A good start by Jia and Jeremy from Raffles Institution, Singapore.

To balance a bar balance, equal weights are required on each side of the pivot.

Taking $a$ as the distance of the $3$ weight from the pivot, and $b$ as the distance of the $2$ weight from the pivot. And using each column from the pivot as a distance of one, the weight on the left of the pivot has a moment of $40$.

So $3a+2b$ must equal (that is, balance) $40$.

Matching pairs of $a$ and $b$ could be:

$$a = 5 \quad\mbox{and}\quad b = 12.5$$

or

$$a = 4 \quad\mbox{and}\quad b = 14\;.$$

And some good algebra reasoning from Joan in Edinburgh.

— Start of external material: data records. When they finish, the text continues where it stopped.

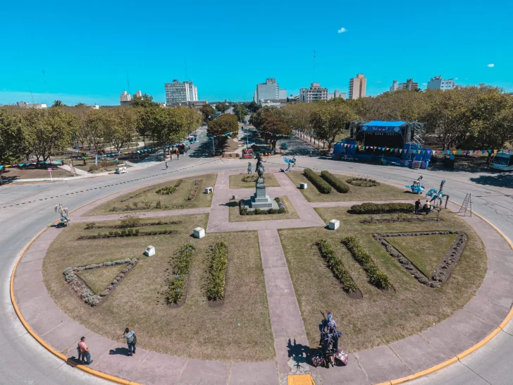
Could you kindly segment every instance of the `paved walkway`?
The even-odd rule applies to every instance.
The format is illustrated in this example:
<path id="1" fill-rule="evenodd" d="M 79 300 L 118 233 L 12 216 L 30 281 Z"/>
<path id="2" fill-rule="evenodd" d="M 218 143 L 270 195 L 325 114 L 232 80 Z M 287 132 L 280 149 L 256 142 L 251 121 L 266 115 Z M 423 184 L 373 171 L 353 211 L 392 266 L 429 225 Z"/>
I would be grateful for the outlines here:
<path id="1" fill-rule="evenodd" d="M 228 176 L 228 172 L 220 173 L 218 176 L 210 208 L 209 226 L 211 231 L 227 231 L 221 229 L 241 224 L 228 222 L 225 202 L 230 194 Z M 276 188 L 282 189 L 278 192 L 288 195 L 298 214 L 302 216 L 300 219 L 291 221 L 302 223 L 306 221 L 311 224 L 309 226 L 324 226 L 315 213 L 313 204 L 306 202 L 288 178 L 283 173 L 276 176 L 281 185 Z M 114 196 L 116 195 L 105 199 Z M 88 205 L 75 214 L 85 212 L 103 200 Z M 333 203 L 335 206 L 340 202 Z M 356 202 L 342 203 L 351 205 Z M 454 204 L 450 204 L 449 207 L 453 211 L 458 209 Z M 202 209 L 208 210 L 209 208 Z M 218 211 L 219 212 L 216 213 Z M 170 213 L 159 212 L 166 215 Z M 111 216 L 100 218 L 106 216 L 110 219 Z M 114 216 L 119 217 L 118 215 Z M 92 218 L 94 217 L 85 217 L 84 221 L 82 218 L 75 220 L 87 221 L 91 221 Z M 476 216 L 463 219 L 481 238 L 488 257 L 488 271 L 477 295 L 453 316 L 421 333 L 388 345 L 350 355 L 350 364 L 343 368 L 318 368 L 316 370 L 304 362 L 309 343 L 276 231 L 276 228 L 289 227 L 292 224 L 291 221 L 262 221 L 276 224 L 269 224 L 266 226 L 270 228 L 259 229 L 276 362 L 200 361 L 159 354 L 142 348 L 138 349 L 137 355 L 129 360 L 123 354 L 125 349 L 124 344 L 109 340 L 73 321 L 61 311 L 50 298 L 42 281 L 42 269 L 47 250 L 62 231 L 55 228 L 43 233 L 24 255 L 15 275 L 15 297 L 30 327 L 56 350 L 73 357 L 76 354 L 75 348 L 78 339 L 85 335 L 94 360 L 92 365 L 94 369 L 137 382 L 252 384 L 278 384 L 279 379 L 284 384 L 288 374 L 296 372 L 310 372 L 317 383 L 323 385 L 389 381 L 439 364 L 472 346 L 495 329 L 511 308 L 513 303 L 513 250 L 504 238 L 481 219 Z M 279 377 L 277 377 L 277 369 Z"/>

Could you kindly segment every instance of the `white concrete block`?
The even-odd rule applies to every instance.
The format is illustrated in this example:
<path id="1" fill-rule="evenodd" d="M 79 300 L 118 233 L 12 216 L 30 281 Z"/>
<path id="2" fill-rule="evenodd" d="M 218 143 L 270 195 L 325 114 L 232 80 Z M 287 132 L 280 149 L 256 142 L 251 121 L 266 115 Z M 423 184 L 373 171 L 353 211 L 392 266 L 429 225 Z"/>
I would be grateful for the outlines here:
<path id="1" fill-rule="evenodd" d="M 194 228 L 194 238 L 203 238 L 205 236 L 205 229 L 202 227 L 197 227 Z"/>
<path id="2" fill-rule="evenodd" d="M 147 257 L 151 257 L 152 255 L 155 255 L 154 246 L 149 245 L 147 248 L 146 248 L 146 250 L 144 250 L 144 255 L 146 255 Z"/>
<path id="3" fill-rule="evenodd" d="M 336 230 L 340 226 L 340 221 L 338 219 L 331 219 L 328 225 L 330 230 Z"/>

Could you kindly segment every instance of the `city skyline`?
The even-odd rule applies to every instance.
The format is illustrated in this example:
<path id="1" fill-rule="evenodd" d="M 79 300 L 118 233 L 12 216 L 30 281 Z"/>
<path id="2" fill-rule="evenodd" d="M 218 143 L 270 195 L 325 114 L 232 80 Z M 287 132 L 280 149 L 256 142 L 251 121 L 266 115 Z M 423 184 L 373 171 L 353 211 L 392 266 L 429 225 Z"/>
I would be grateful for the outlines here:
<path id="1" fill-rule="evenodd" d="M 6 4 L 0 33 L 8 37 L 18 32 L 16 39 L 3 42 L 0 104 L 32 103 L 33 95 L 35 103 L 60 99 L 68 104 L 116 105 L 123 90 L 132 94 L 144 90 L 163 102 L 163 84 L 176 78 L 192 80 L 201 90 L 199 99 L 208 100 L 251 101 L 255 85 L 268 78 L 276 78 L 288 96 L 311 82 L 348 94 L 349 80 L 356 73 L 365 74 L 369 96 L 387 91 L 397 79 L 414 78 L 426 89 L 438 75 L 464 86 L 483 82 L 513 92 L 513 41 L 507 29 L 510 4 L 497 13 L 493 7 L 458 0 L 443 5 L 444 14 L 455 16 L 445 23 L 439 7 L 402 0 L 393 6 L 374 1 L 308 7 L 283 2 L 273 6 L 273 15 L 280 20 L 276 28 L 236 34 L 225 21 L 250 11 L 255 20 L 264 18 L 266 4 L 254 9 L 249 4 L 227 6 L 222 11 L 207 4 L 162 4 L 156 13 L 129 0 L 121 9 L 106 4 L 100 14 L 82 7 L 77 13 L 77 5 L 43 8 L 30 0 L 22 14 L 15 4 Z M 364 23 L 351 16 L 362 8 L 372 10 Z M 416 17 L 400 26 L 390 23 L 404 9 Z M 294 25 L 316 12 L 323 23 L 315 30 L 300 28 L 290 34 Z M 170 44 L 163 37 L 168 14 L 194 15 L 199 28 L 191 30 L 188 19 L 178 18 Z M 466 20 L 473 18 L 481 21 L 469 28 Z M 139 30 L 149 30 L 132 34 L 128 28 L 130 38 L 121 39 L 119 26 L 127 20 L 130 25 L 137 22 Z M 42 32 L 43 39 L 34 39 Z M 230 44 L 206 44 L 209 36 L 227 36 Z M 252 54 L 238 57 L 237 44 Z M 436 48 L 440 44 L 444 50 Z M 409 49 L 400 53 L 403 47 Z"/>

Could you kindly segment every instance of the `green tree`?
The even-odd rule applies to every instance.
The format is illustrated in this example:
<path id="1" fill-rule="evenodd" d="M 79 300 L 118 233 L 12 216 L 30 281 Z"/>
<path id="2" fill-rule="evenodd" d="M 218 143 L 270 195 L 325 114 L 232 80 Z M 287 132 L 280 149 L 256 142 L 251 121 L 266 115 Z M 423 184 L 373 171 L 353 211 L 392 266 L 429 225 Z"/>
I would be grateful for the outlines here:
<path id="1" fill-rule="evenodd" d="M 216 104 L 216 109 L 221 114 L 224 114 L 228 110 L 230 106 L 226 103 L 218 103 L 217 104 Z"/>
<path id="2" fill-rule="evenodd" d="M 216 109 L 210 104 L 205 104 L 202 106 L 201 112 L 203 114 L 203 121 L 208 123 L 216 118 Z"/>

If we want $a$ less than $b$ it would be good to find where $a = b$, that means that the two weights are together at the same place.

If $a = b$ then $a$ and $b$ have to be $8$ (from $5a = 40$ or $5b = 40$ whichever you prefer).

But we want $a$ less than $b$, so a can't be more than $8$.

The $3$ weight can go as near to the pivot as we like and $b$ will just have to get bigger to keep the balance. If the $3$ weight does go to zero $b$ will have to be $20$.

$20$ is the furthest out from the pivot that the $2$ weight goes if it keeps balanced with the $4$ weight on the other side.